WASHINGTON – Attorney General Merrick B. Garland made a point of refusing to discuss active investigations, but on a recent trip to Ukraine he broke form, revealing that U.S. prosecutors identified “specific numbers” of Russians suspected of committing war crimes against one or more Americans.

Despite Mr. Garland’s assessment, the ability to identify Russians who have targeted Americans in war zones and bring them to justice in the United States – instead of charging them in absentia – now seems far-fetched. . As a result, the Department of Justice has increasingly focused on a supporting role: logistical support for Ukraine’s overwhelmed prosecutors and police, training and direct assistance in bringing criminal charges. war of the Russians in the court of Ukraine.

David J. Scheffer, who served as the United States ambassador-at-large for war crime issues from 1997 to 2001, said: “In terms of bringing cases into the United States soon, there is perhaps the possibility. that’s very fragile at this point. international justice systems to prosecute defendants from the former Yugoslavia, Rwanda and Sierra Leone.

“But we are providing a lot of investigative support to help others take the case to other courts,” said Mr. Scheffer, “and that is a big deal.”

To coordinate that effort, Mr. Garland appointed Eli Rosenbaum, a veteran prosecutor, in June to oversee the Justice Department’s war crime accountability efforts.
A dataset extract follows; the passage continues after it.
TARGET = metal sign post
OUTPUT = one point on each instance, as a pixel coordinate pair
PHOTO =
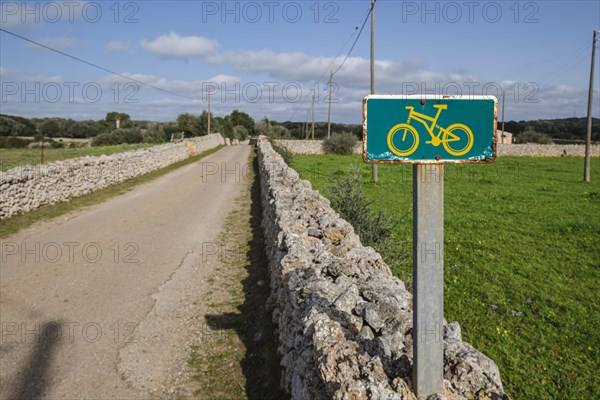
(428, 278)
(428, 132)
The choice was well-received: Rosenbaum was known for his dogged pursuit of Nazi war criminals, and in the 1980s the role of former United Nations Secretary-General Kurt Waldheim was unmasked. in the mass killings of civilians during World War II.

Mr. Rosenbaum’s choice surprised him – he was about to retire – and he was immediately struck by the importance of the mission. The prosecutor general’s office, the equivalent of Ukraine’s Justice Ministry, sagged late last year with more than 70,000 charges of Russian war crimes.

“The Ukrainian authorities are facing challenges like nothing we have experienced, even in our most complex cases, and they have to do this in wartime,” Mr. Rosenbaum said. “We have a responsibility to do whatever we can to help.”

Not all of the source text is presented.